[PATCH] efi/arm64: efistub: don't abort if base of DRAM is occupied

Leif Lindholm leif.lindholm at linaro.org
Tue Jul 22 10:08:18 PDT 2014


(Argh, late reply due to broken mail filters.)

On Wed, Jul 16, 2014 at 09:13:48AM -0400, Mark Salter wrote:
> > > > > > > > Is the spin table area really allocated as BOOT_SERVICES_*?
> > > > > > > 
> > > > > > > No. It is EFI_RESERVED_TYPE. But if UEFI is allowed below the kernel,
> > > > > > > then there could be BS code/data memory which we'd want to ignore.
> > > > > > 
> > > > > > Well, if it is boot service code/data - then there is no need for us
> > > > > > to keep it around after ExitBootServices().
> > > > > 
> > > > > One would think, but EFI has proven to be less than strictly compliant
> > > > > in that regard in the past. I'm inclined to keep the boot services
> > > > > around until after SetVirtualAddressMap just in case.
> > > > 
> > > > But the function you add this clause to will still throw away all boot
> > > > services code/data regions - just with this modification it skips
> > > > those that happen to lie lower in the address space than the kernel.
> > 
> > Returning to the actual code we are discussing here:
> > The hunk above has no bearing on whether boot services regions are
> > generally unmapped or not. It only filters explicitly those boot
> > services regions that happen to be lower in memory than the kernel,
> > and keep them around for the duration of the system.
> 
> It doesn't filter them to keep them around, it filters them to avoid
> calling free_bootmem_late() with an invalid address. If there are UEFI
> regions below the kernel, we don't want to call memblock_reserve() or
> free_bootmem_late() for them.

Then why not just flip things around and do like the arm port and only
add the blocks we actually want to keep around to begin with?
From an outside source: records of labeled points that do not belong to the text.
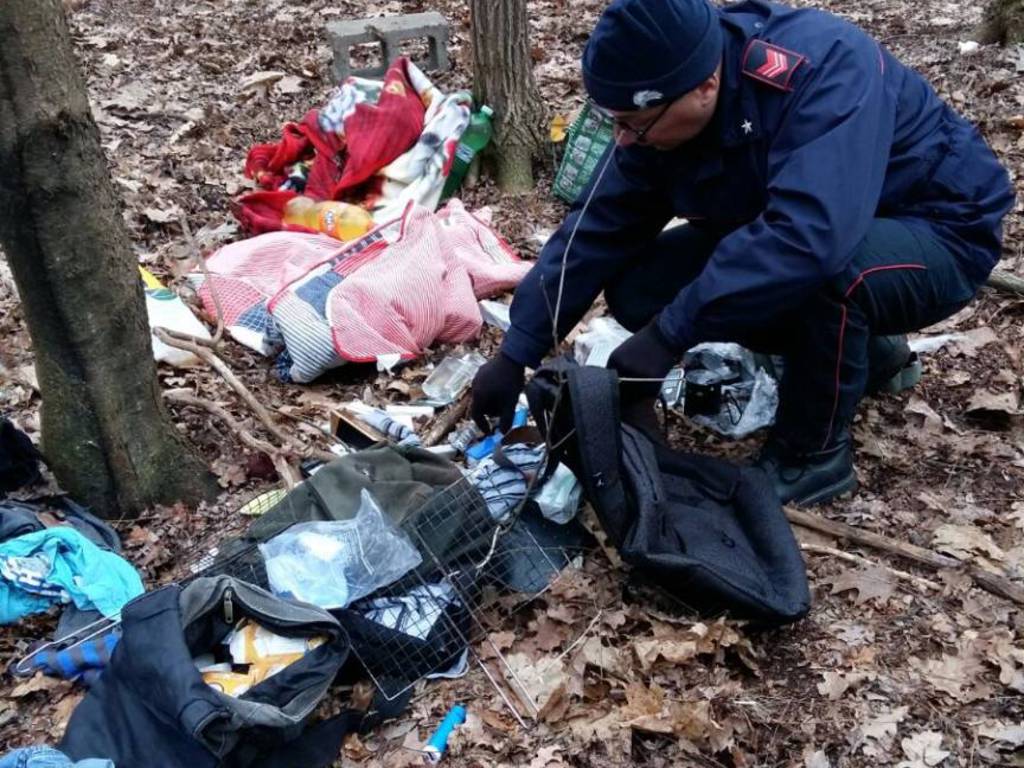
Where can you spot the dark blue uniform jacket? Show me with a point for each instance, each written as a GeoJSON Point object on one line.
{"type": "Point", "coordinates": [795, 165]}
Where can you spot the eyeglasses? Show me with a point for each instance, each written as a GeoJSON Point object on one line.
{"type": "Point", "coordinates": [620, 126]}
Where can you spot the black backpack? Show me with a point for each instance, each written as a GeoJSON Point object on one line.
{"type": "Point", "coordinates": [18, 459]}
{"type": "Point", "coordinates": [711, 532]}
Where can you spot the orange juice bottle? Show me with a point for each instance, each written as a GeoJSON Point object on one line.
{"type": "Point", "coordinates": [341, 220]}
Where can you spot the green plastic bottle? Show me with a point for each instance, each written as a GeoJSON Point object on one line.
{"type": "Point", "coordinates": [476, 136]}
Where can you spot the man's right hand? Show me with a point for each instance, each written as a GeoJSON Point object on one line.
{"type": "Point", "coordinates": [496, 392]}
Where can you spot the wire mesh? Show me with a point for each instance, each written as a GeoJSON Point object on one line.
{"type": "Point", "coordinates": [428, 622]}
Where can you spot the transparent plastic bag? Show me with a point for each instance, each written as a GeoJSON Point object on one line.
{"type": "Point", "coordinates": [749, 399]}
{"type": "Point", "coordinates": [334, 563]}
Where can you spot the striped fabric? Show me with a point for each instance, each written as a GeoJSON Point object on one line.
{"type": "Point", "coordinates": [402, 287]}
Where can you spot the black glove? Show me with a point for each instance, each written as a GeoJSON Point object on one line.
{"type": "Point", "coordinates": [496, 392]}
{"type": "Point", "coordinates": [646, 354]}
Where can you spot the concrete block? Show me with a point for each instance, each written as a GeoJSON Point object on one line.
{"type": "Point", "coordinates": [389, 33]}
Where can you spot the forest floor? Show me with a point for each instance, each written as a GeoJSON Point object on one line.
{"type": "Point", "coordinates": [886, 670]}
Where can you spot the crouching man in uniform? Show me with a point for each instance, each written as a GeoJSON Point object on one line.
{"type": "Point", "coordinates": [834, 203]}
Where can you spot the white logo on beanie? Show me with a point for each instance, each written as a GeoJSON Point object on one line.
{"type": "Point", "coordinates": [643, 98]}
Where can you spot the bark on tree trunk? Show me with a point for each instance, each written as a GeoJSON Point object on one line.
{"type": "Point", "coordinates": [104, 430]}
{"type": "Point", "coordinates": [503, 74]}
{"type": "Point", "coordinates": [1004, 23]}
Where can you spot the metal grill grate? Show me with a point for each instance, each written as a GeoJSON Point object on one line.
{"type": "Point", "coordinates": [428, 622]}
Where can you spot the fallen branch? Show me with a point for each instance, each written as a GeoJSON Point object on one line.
{"type": "Point", "coordinates": [290, 475]}
{"type": "Point", "coordinates": [994, 583]}
{"type": "Point", "coordinates": [446, 422]}
{"type": "Point", "coordinates": [189, 343]}
{"type": "Point", "coordinates": [1007, 282]}
{"type": "Point", "coordinates": [817, 549]}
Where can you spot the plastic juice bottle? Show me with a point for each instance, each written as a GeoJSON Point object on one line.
{"type": "Point", "coordinates": [341, 220]}
{"type": "Point", "coordinates": [477, 136]}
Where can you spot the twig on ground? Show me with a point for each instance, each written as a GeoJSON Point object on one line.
{"type": "Point", "coordinates": [189, 343]}
{"type": "Point", "coordinates": [289, 474]}
{"type": "Point", "coordinates": [994, 583]}
{"type": "Point", "coordinates": [817, 549]}
{"type": "Point", "coordinates": [445, 423]}
{"type": "Point", "coordinates": [583, 635]}
{"type": "Point", "coordinates": [201, 260]}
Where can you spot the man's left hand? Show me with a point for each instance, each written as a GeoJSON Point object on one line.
{"type": "Point", "coordinates": [646, 354]}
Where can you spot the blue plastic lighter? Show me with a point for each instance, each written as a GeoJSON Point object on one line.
{"type": "Point", "coordinates": [438, 741]}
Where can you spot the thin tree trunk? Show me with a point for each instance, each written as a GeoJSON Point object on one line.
{"type": "Point", "coordinates": [504, 79]}
{"type": "Point", "coordinates": [104, 430]}
{"type": "Point", "coordinates": [1003, 23]}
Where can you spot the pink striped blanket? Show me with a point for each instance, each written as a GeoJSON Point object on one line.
{"type": "Point", "coordinates": [403, 286]}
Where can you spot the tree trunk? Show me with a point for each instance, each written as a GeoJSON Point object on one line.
{"type": "Point", "coordinates": [503, 74]}
{"type": "Point", "coordinates": [1003, 23]}
{"type": "Point", "coordinates": [105, 433]}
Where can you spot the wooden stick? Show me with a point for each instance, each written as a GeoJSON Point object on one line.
{"type": "Point", "coordinates": [994, 583]}
{"type": "Point", "coordinates": [1007, 282]}
{"type": "Point", "coordinates": [188, 343]}
{"type": "Point", "coordinates": [289, 474]}
{"type": "Point", "coordinates": [817, 549]}
{"type": "Point", "coordinates": [446, 422]}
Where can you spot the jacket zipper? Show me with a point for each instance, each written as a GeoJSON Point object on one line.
{"type": "Point", "coordinates": [228, 607]}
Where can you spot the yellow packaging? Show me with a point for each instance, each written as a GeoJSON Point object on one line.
{"type": "Point", "coordinates": [230, 683]}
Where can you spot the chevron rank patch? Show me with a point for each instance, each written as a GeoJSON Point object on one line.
{"type": "Point", "coordinates": [771, 65]}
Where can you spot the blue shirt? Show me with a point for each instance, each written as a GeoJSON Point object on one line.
{"type": "Point", "coordinates": [788, 173]}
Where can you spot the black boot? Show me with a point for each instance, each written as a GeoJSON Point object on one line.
{"type": "Point", "coordinates": [807, 478]}
{"type": "Point", "coordinates": [891, 366]}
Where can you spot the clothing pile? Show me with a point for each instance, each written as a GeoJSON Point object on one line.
{"type": "Point", "coordinates": [385, 297]}
{"type": "Point", "coordinates": [378, 144]}
{"type": "Point", "coordinates": [57, 554]}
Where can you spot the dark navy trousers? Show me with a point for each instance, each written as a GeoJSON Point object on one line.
{"type": "Point", "coordinates": [901, 279]}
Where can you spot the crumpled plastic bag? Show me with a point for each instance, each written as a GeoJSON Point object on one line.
{"type": "Point", "coordinates": [334, 563]}
{"type": "Point", "coordinates": [748, 404]}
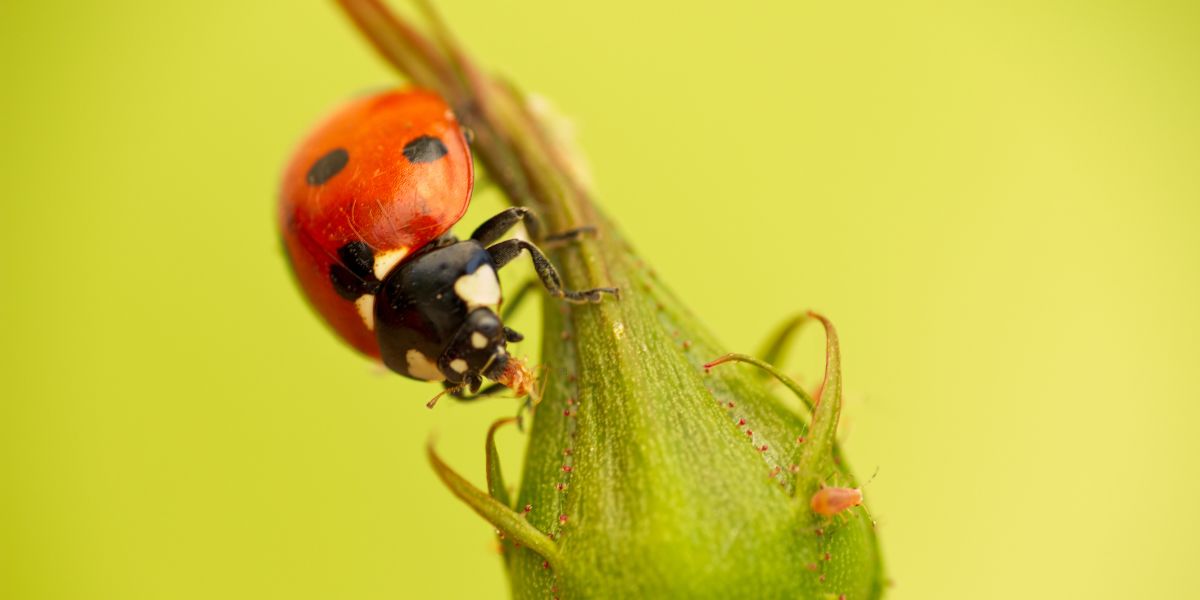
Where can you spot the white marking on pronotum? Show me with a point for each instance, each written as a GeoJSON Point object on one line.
{"type": "Point", "coordinates": [421, 367]}
{"type": "Point", "coordinates": [480, 288]}
{"type": "Point", "coordinates": [365, 304]}
{"type": "Point", "coordinates": [478, 340]}
{"type": "Point", "coordinates": [385, 261]}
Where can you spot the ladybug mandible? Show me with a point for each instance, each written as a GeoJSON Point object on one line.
{"type": "Point", "coordinates": [366, 207]}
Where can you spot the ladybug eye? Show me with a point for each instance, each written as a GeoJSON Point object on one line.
{"type": "Point", "coordinates": [328, 166]}
{"type": "Point", "coordinates": [424, 149]}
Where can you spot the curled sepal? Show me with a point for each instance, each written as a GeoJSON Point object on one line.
{"type": "Point", "coordinates": [496, 486]}
{"type": "Point", "coordinates": [780, 341]}
{"type": "Point", "coordinates": [817, 455]}
{"type": "Point", "coordinates": [816, 460]}
{"type": "Point", "coordinates": [504, 519]}
{"type": "Point", "coordinates": [771, 370]}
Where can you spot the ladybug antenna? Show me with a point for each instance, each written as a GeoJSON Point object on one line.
{"type": "Point", "coordinates": [871, 479]}
{"type": "Point", "coordinates": [435, 400]}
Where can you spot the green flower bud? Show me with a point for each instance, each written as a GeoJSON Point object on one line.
{"type": "Point", "coordinates": [654, 468]}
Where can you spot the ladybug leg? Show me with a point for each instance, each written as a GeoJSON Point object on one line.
{"type": "Point", "coordinates": [496, 227]}
{"type": "Point", "coordinates": [461, 394]}
{"type": "Point", "coordinates": [508, 250]}
{"type": "Point", "coordinates": [513, 303]}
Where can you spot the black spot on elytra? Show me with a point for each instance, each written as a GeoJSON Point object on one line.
{"type": "Point", "coordinates": [328, 166]}
{"type": "Point", "coordinates": [359, 258]}
{"type": "Point", "coordinates": [425, 149]}
{"type": "Point", "coordinates": [354, 275]}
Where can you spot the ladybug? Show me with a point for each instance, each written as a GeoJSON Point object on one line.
{"type": "Point", "coordinates": [366, 207]}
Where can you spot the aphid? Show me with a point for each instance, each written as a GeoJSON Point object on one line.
{"type": "Point", "coordinates": [832, 501]}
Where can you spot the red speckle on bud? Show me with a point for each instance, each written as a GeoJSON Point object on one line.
{"type": "Point", "coordinates": [832, 501]}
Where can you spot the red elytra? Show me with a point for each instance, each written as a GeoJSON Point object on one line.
{"type": "Point", "coordinates": [352, 181]}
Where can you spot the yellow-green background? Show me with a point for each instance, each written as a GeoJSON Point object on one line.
{"type": "Point", "coordinates": [995, 202]}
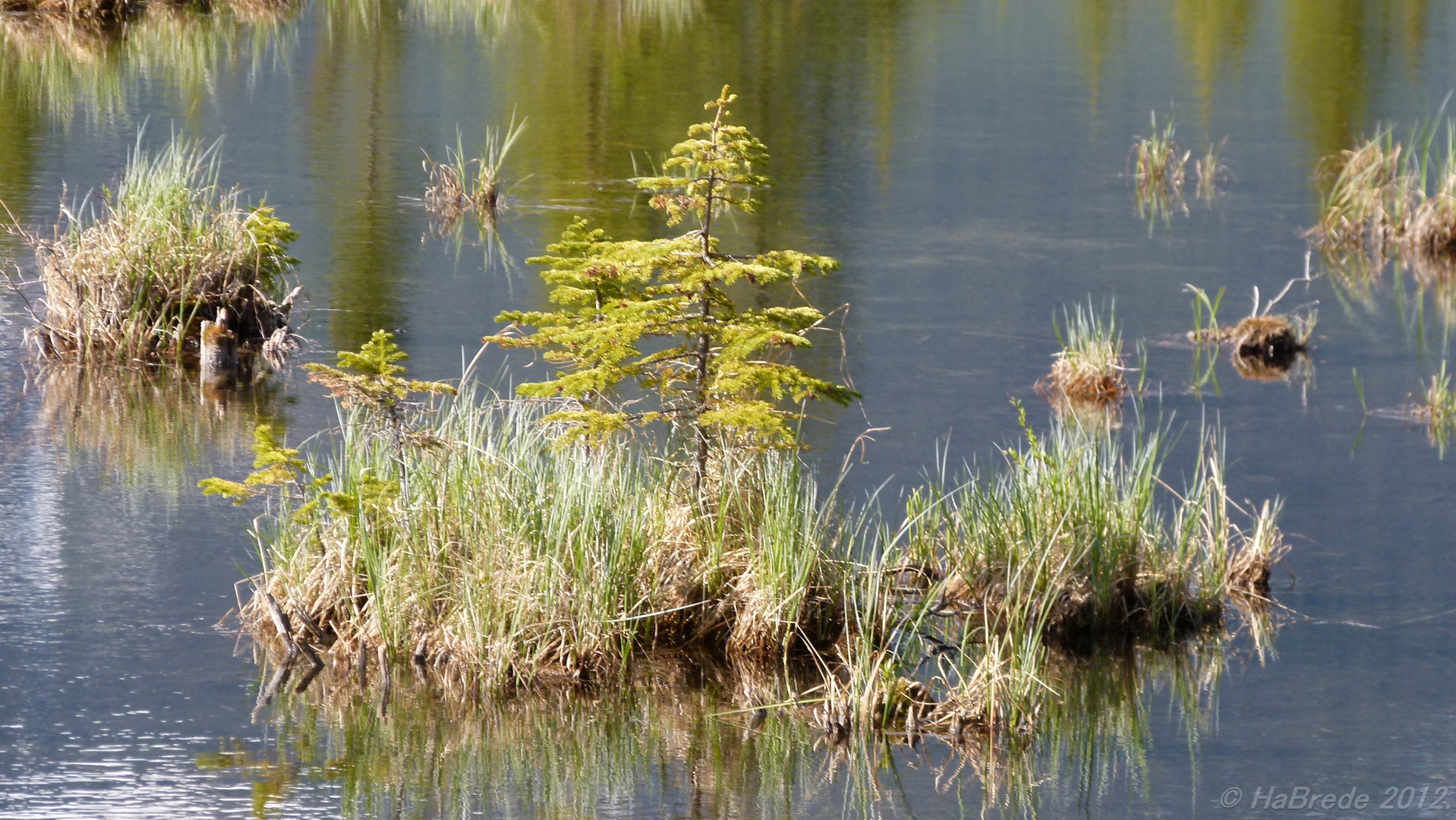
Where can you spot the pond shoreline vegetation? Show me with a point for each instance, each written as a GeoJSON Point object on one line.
{"type": "Point", "coordinates": [647, 500]}
{"type": "Point", "coordinates": [131, 276]}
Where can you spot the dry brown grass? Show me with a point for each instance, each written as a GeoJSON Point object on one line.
{"type": "Point", "coordinates": [131, 276]}
{"type": "Point", "coordinates": [108, 11]}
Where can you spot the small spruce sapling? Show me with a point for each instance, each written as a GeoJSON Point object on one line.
{"type": "Point", "coordinates": [721, 374]}
{"type": "Point", "coordinates": [276, 468]}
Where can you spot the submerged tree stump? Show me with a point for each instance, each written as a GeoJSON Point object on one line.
{"type": "Point", "coordinates": [219, 353]}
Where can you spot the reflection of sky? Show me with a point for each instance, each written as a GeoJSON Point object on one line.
{"type": "Point", "coordinates": [963, 159]}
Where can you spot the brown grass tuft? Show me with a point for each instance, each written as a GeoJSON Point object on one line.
{"type": "Point", "coordinates": [131, 276]}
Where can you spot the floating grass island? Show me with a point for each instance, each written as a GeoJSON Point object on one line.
{"type": "Point", "coordinates": [566, 535]}
{"type": "Point", "coordinates": [133, 276]}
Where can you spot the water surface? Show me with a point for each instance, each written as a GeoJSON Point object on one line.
{"type": "Point", "coordinates": [964, 159]}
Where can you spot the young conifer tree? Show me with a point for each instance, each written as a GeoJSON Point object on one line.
{"type": "Point", "coordinates": [721, 372]}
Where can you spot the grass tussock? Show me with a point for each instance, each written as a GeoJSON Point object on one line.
{"type": "Point", "coordinates": [1262, 345]}
{"type": "Point", "coordinates": [472, 541]}
{"type": "Point", "coordinates": [101, 11]}
{"type": "Point", "coordinates": [504, 560]}
{"type": "Point", "coordinates": [1438, 411]}
{"type": "Point", "coordinates": [462, 185]}
{"type": "Point", "coordinates": [130, 274]}
{"type": "Point", "coordinates": [980, 601]}
{"type": "Point", "coordinates": [1392, 198]}
{"type": "Point", "coordinates": [1088, 371]}
{"type": "Point", "coordinates": [1159, 172]}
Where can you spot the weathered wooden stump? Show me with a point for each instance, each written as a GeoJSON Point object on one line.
{"type": "Point", "coordinates": [219, 353]}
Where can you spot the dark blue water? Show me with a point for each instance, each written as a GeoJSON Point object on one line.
{"type": "Point", "coordinates": [966, 162]}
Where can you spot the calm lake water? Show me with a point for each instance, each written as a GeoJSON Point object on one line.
{"type": "Point", "coordinates": [967, 163]}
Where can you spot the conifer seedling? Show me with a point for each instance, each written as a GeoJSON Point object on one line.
{"type": "Point", "coordinates": [720, 371]}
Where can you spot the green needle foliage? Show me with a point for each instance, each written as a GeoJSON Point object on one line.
{"type": "Point", "coordinates": [723, 371]}
{"type": "Point", "coordinates": [370, 376]}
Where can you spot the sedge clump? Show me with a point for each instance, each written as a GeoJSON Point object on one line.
{"type": "Point", "coordinates": [131, 274]}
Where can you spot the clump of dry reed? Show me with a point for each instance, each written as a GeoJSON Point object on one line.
{"type": "Point", "coordinates": [1159, 172]}
{"type": "Point", "coordinates": [131, 274]}
{"type": "Point", "coordinates": [1088, 371]}
{"type": "Point", "coordinates": [455, 188]}
{"type": "Point", "coordinates": [1439, 408]}
{"type": "Point", "coordinates": [101, 11]}
{"type": "Point", "coordinates": [496, 557]}
{"type": "Point", "coordinates": [485, 552]}
{"type": "Point", "coordinates": [964, 612]}
{"type": "Point", "coordinates": [1386, 197]}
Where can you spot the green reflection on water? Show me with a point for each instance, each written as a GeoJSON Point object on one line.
{"type": "Point", "coordinates": [355, 108]}
{"type": "Point", "coordinates": [150, 428]}
{"type": "Point", "coordinates": [1332, 52]}
{"type": "Point", "coordinates": [1212, 36]}
{"type": "Point", "coordinates": [683, 736]}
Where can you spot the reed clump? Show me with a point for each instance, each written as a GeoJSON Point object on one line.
{"type": "Point", "coordinates": [130, 276]}
{"type": "Point", "coordinates": [1262, 345]}
{"type": "Point", "coordinates": [966, 612]}
{"type": "Point", "coordinates": [462, 185]}
{"type": "Point", "coordinates": [472, 539]}
{"type": "Point", "coordinates": [501, 554]}
{"type": "Point", "coordinates": [1088, 371]}
{"type": "Point", "coordinates": [1388, 197]}
{"type": "Point", "coordinates": [1159, 169]}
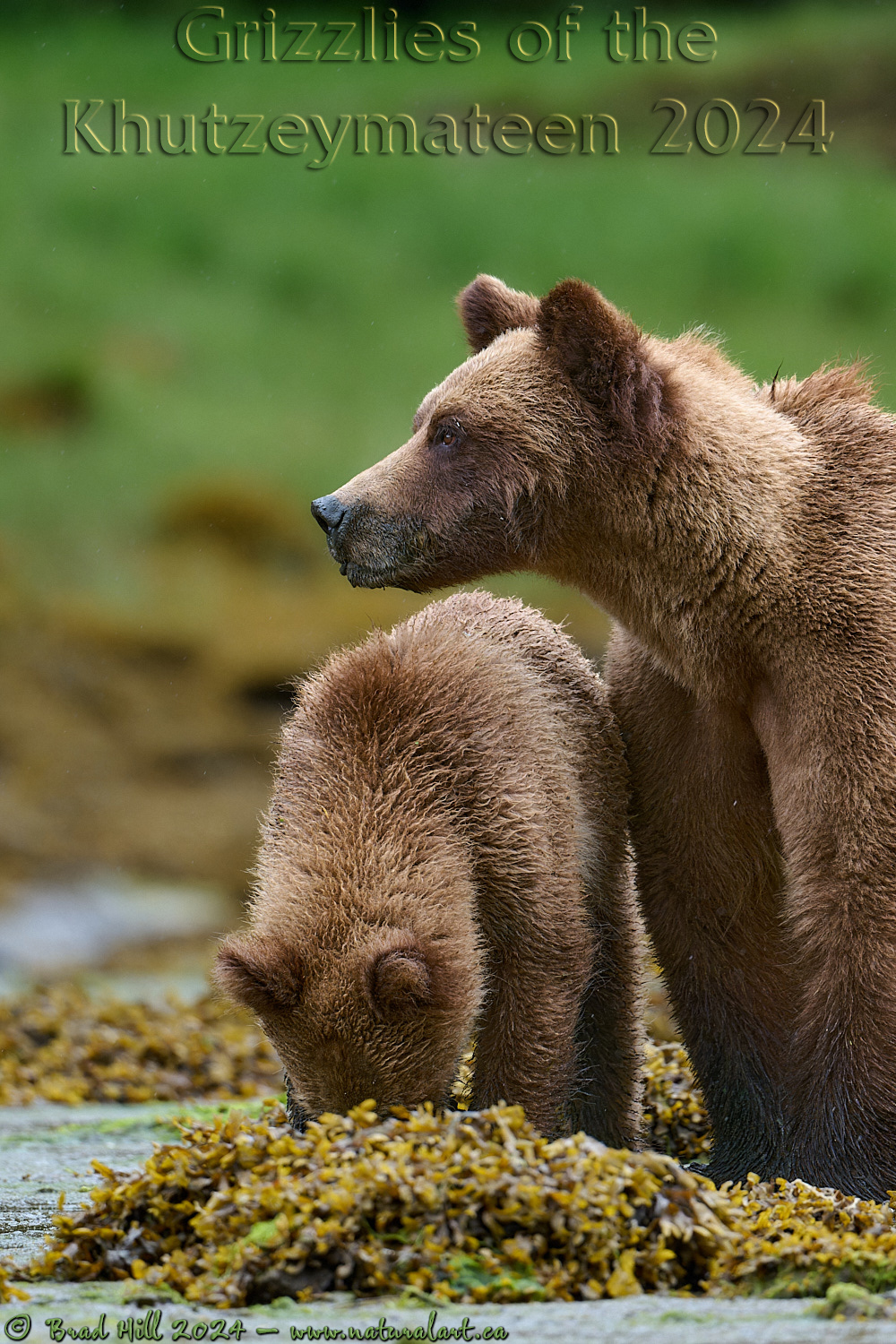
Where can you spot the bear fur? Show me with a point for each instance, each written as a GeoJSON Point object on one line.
{"type": "Point", "coordinates": [446, 855]}
{"type": "Point", "coordinates": [745, 540]}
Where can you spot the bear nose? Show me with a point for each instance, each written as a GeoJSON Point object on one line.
{"type": "Point", "coordinates": [328, 511]}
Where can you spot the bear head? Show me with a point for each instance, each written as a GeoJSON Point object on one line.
{"type": "Point", "coordinates": [381, 1013]}
{"type": "Point", "coordinates": [505, 440]}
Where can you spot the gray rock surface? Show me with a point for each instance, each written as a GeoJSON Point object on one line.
{"type": "Point", "coordinates": [46, 1152]}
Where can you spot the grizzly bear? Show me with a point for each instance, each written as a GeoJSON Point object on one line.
{"type": "Point", "coordinates": [745, 540]}
{"type": "Point", "coordinates": [445, 855]}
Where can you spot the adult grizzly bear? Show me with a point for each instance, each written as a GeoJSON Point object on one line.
{"type": "Point", "coordinates": [446, 852]}
{"type": "Point", "coordinates": [745, 540]}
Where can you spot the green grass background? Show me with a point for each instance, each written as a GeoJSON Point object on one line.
{"type": "Point", "coordinates": [246, 317]}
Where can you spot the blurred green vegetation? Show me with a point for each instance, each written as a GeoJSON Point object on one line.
{"type": "Point", "coordinates": [183, 319]}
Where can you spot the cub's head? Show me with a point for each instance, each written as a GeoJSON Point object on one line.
{"type": "Point", "coordinates": [503, 452]}
{"type": "Point", "coordinates": [382, 1013]}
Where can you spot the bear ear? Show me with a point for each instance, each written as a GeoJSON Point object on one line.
{"type": "Point", "coordinates": [487, 308]}
{"type": "Point", "coordinates": [594, 343]}
{"type": "Point", "coordinates": [260, 973]}
{"type": "Point", "coordinates": [400, 983]}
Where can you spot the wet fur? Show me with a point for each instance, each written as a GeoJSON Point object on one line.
{"type": "Point", "coordinates": [445, 855]}
{"type": "Point", "coordinates": [745, 540]}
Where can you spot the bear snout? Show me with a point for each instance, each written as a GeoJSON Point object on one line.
{"type": "Point", "coordinates": [328, 511]}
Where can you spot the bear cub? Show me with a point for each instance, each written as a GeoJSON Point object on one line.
{"type": "Point", "coordinates": [445, 857]}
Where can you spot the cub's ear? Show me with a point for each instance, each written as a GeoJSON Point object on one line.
{"type": "Point", "coordinates": [597, 346]}
{"type": "Point", "coordinates": [398, 983]}
{"type": "Point", "coordinates": [261, 973]}
{"type": "Point", "coordinates": [487, 308]}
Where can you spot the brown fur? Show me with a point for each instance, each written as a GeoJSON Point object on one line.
{"type": "Point", "coordinates": [745, 540]}
{"type": "Point", "coordinates": [445, 854]}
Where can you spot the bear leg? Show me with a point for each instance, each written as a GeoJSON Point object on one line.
{"type": "Point", "coordinates": [710, 879]}
{"type": "Point", "coordinates": [538, 973]}
{"type": "Point", "coordinates": [831, 752]}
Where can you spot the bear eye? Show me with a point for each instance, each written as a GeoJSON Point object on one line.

> > > > (And I do agree with Mark R here - let's not work around bugs that
> > > > don't exist yet.)
> > > > 
> > > 
> > > I'm not sure if they still exist or not, but on Foundation, I saw a
> > > crash in SetVirtualAddressMap unless I kept BS regions around.
> > 
> > For the topic of keeping boot services code around:
> > I did also see issues with not keeping boot services regions on v7 -
> > ages ago. I have not seen it this year, and I _really_ want to see if
> > any such issues resurface. 
> 
> My view is that a problem has been seen in the past with tianocore for
> arm64. There is no harm in delaying the freeing of BS regions.

There is a huge harm.

> The
> memory becomes usable for general kernel use at early_initcall time.
> This issue has also been seen with x86 firmware and some of those same
> vendors will be providing arm64 firmware.

This issue has been seen with x86 firmware because in the early days
(last year) noone bothered validating anything other than CSM. They no
longer have that luxury.

The Linux kernel, currently being the most avid tester of existing
arm64 UEFI firmware, falling over itself to cater for hypothetical
broken implementations pretty much guarantees the situation will end
up just as bad as it ever was on x86 - without us even having CSM.

> The problem isn't reproducible
> now, but I'm not sure if there was a bug fix for it or if it just went
> underground for some reason. Kernel boot may succeed by chance if some
> needed BS memory isn't reused by kernel. 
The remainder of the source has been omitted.